A magia da Fada dos Dentes inspirou o projeto Histórias de Encantar, desenvolvido, ao longo do ano, pela professora, encarregados de educação e alunos do 1º ano da turma 30 da Escola Básica do Paranho. 

O trabalho, inserido na disciplina Área de Projeto, tinha o objetivo de “desenvolver várias competências pedagógicas nos alunos”, como, por exemplo, para a leitura e escrita criativa. No final, o projeto resultou num livro de um 1.30 metros, onde consta 23 histórias realizadas pelos alunos e encarregados de educação, numa peça de teatro e numa música.

Como o projeto foi vivido de uma forma “tão intensa pelas crianças”, a professora Leonídia Sousa, não quer que o projeto encerre por aqui. Por essa razão, entregou, conjuntamente com alguns pais e alunos da turma, o livro na Casa da Cultura da Trofa, para que seja possível “partilhar ideias”, deixando uma mensagem aos presentes: “A contracapa do livro está em branco, para que os visitantes possam participar, deixando uma dedicatória ou uma reflexão daquilo que viram”.

Para receber esta oferta, bem como para agradecer a lembrança e a sensibilidade dos pequenos criadores, Joana Lima, presidente de Câmara Municipal da Trofa, Teresa Fernandes, vereadora do pelouro da Educação, e Assis Serra Neves, vereador do pelouro da Cultura, marcaram presença na Casa da Cultura, aproveitando o momento para elogiar o trabalho efetuado por toda a comunidade escolar, em particular os alunos envolvidos.

Em declarações ao NT, a presidente felicitou, uma vez mais, a “comunidade escolar da EB1 do Paranho, pelo magnífico trabalho”, desenvolvido ao longo do ano.
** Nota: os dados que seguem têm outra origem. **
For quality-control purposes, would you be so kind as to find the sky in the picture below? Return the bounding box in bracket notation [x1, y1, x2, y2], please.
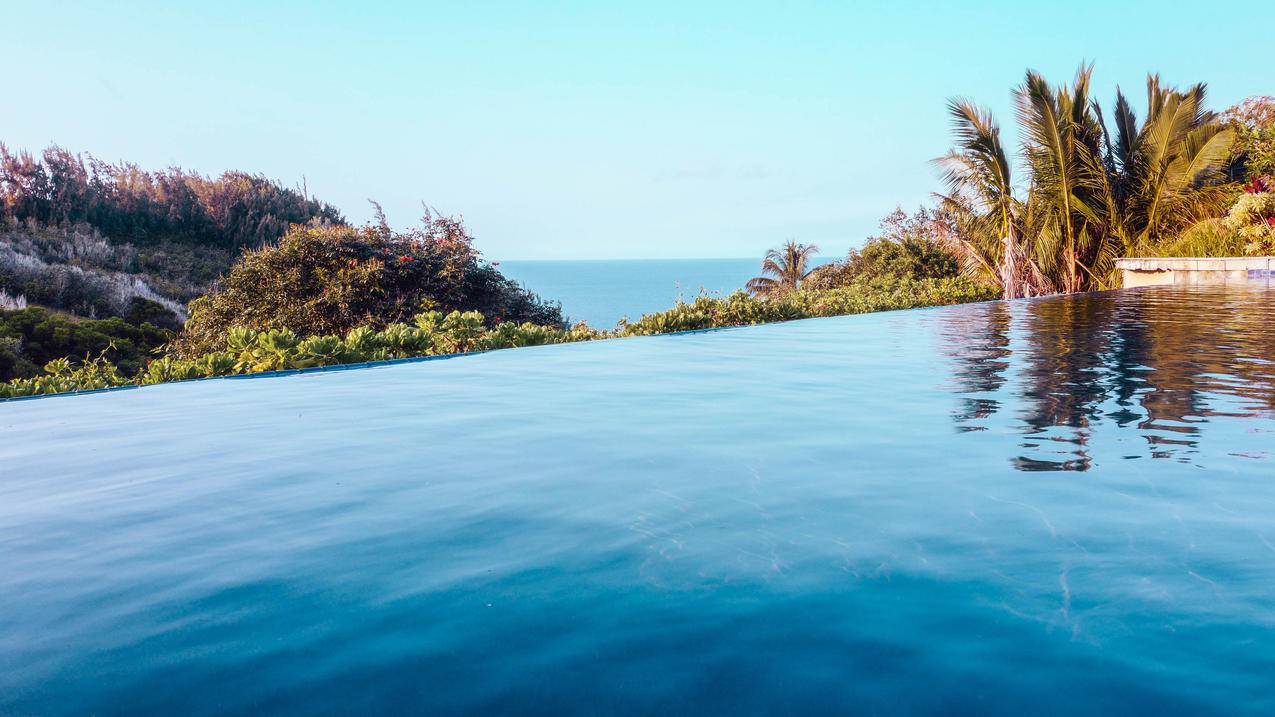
[0, 0, 1275, 260]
Um trabalho não só pedagógico, mas também “de hábitos de saúde e de higiene”. “É a primeira vez que vejo um trabalho daquela natureza. A Fada dos Dentes acaba por trazer a este projeto uma criação muito importante. Primeiro para a imaginação das crianças e segundo na higiene oral das próprias. Está ali um trabalho magnifico”, reafirmou, frisando que, com estes trabalhos, “as crianças estão aptas para encarar a vida no futuro”, visto este ser um “trabalho de responsabilidade, de imaginação e, sobretudo, de vocação à escola”.